Supported non-coordinating anions derived from trisperfluorophenyl boron are described in U.S. Pat. No. 5,427,991. Trisperfluorophenyl boron is shown to be capable of reacting with coupling groups bound to silica through hydroxyl groups to form support bound anionic activators capable of activating transition metal catalyst compounds by protonation. U.S. Pat. No. 5,643,847 discusses the reaction of Group 13 Lewis acid compounds with metal oxides such as silica. It illustrates the reaction of trisperfluorophenyl boron with silanol groups (the hydroxyl groups of silicon) so as to prepare bound anions capable of protonating transition metal organometallic catalyst compounds and forming catalytically active cations counter-balanced by the bound anions.
Immobilized Lewis acid catalysts suitable for carbocationic polymerization are described in U.S. Pat. No. 5,288,677. The Group III A Lewis acids of the invention are said to have the general formula R.sub.n MX.sub.3-n where M is a Group III A metal, r is a monovalent hydrocarbon radical consisting of C.sub.1 to C.sub.12 alkyl, aryl, alkylaryl, arylalkyl and cycloalkyl radicals, n=0-3, and X is halogen. Listed Lewis acids include aluminum trichloride, trialkyl aluminums, and alkylaluminum halides. Immobilization is accomplished by reacting the invention Lewis acids with hydroxyl, halide, amine, alkoxy, secondary alkyl amines, and others, where the groups are structurally incorporated in a polymeric chain.
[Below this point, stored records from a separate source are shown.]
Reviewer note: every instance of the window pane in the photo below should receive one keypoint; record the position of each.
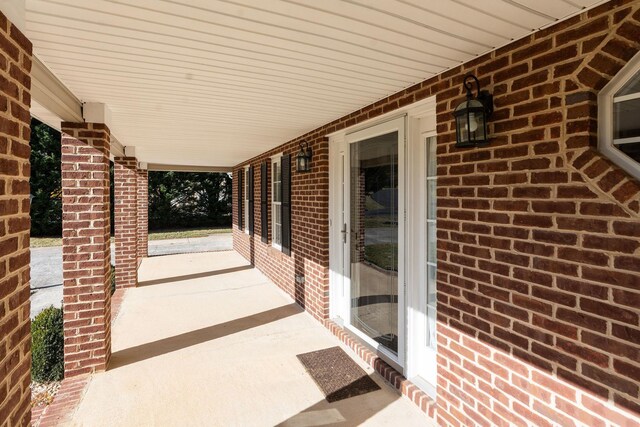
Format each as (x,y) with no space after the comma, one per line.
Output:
(431,242)
(431,199)
(374,238)
(431,156)
(431,306)
(632,150)
(625,119)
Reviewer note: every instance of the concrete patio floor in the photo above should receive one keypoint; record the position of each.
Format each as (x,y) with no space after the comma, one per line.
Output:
(207,340)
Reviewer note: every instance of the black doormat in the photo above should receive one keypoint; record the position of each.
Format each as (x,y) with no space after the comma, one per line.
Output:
(337,375)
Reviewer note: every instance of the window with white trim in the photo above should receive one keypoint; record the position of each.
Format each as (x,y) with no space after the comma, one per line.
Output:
(276,201)
(618,118)
(246,199)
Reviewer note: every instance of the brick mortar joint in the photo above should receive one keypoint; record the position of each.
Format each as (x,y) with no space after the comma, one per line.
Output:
(592,182)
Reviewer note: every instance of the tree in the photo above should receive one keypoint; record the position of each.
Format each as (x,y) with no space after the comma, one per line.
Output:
(176,199)
(189,199)
(46,184)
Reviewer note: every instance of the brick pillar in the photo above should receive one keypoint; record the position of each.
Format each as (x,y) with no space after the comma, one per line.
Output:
(143,213)
(85,247)
(15,330)
(125,217)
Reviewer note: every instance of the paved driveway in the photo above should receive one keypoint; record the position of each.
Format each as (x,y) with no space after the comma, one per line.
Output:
(46,264)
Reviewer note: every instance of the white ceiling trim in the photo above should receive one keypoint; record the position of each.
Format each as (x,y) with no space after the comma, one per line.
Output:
(214,82)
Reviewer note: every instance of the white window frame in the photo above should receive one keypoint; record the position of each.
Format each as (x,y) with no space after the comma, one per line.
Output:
(276,205)
(246,199)
(606,142)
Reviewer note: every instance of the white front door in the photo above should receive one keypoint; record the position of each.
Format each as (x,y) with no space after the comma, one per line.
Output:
(383,239)
(374,250)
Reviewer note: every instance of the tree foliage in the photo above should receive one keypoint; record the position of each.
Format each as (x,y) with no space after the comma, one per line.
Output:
(189,199)
(46,184)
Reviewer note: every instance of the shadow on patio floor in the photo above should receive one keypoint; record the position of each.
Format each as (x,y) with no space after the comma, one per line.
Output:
(167,345)
(353,411)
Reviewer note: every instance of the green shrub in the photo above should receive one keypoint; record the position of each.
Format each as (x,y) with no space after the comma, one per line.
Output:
(47,346)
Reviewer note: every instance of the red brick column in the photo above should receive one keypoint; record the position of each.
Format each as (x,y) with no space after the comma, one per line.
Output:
(143,213)
(85,247)
(15,338)
(125,217)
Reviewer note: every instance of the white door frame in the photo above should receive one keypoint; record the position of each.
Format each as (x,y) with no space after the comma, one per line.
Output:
(398,125)
(420,121)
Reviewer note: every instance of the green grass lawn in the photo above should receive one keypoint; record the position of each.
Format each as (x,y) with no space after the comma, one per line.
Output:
(44,242)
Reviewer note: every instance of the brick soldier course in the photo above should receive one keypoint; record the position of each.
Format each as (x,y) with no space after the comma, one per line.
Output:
(538,234)
(15,336)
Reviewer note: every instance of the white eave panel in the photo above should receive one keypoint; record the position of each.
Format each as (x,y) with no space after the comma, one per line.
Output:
(214,82)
James C. W. Chien, Jour. Poly. Sci.: Pt A: Poly. Chem, Vol. 29, 1603-1607 (1991), has described the olefin polymerization utility of methylalumoxane (MAO) reacted with SiO.sub.2 and zirconocenes. He proposes a covalent bonding of the aluminum atom to the silica through an oxygen atom in surface hyroxyl groups.
In view of the above there is a continuing need for activating cocatalyst compounds both to improve industrial economics and to provide simpler methods of synthesis and preparation of suitable activating compounds for ionic catalyst systems. Additionally, improvements in gas phase and slurry polymerization of olefins, where supported catalysts are typically used, are sought so as to meet the demanding criteria of industrial processes. The complexities of the polymerization media of industrial processes can result in widely varying product properties of the polymers prepared and the polymer particles formed in the reactors from which the polymerization medium must be removed for final product preparation.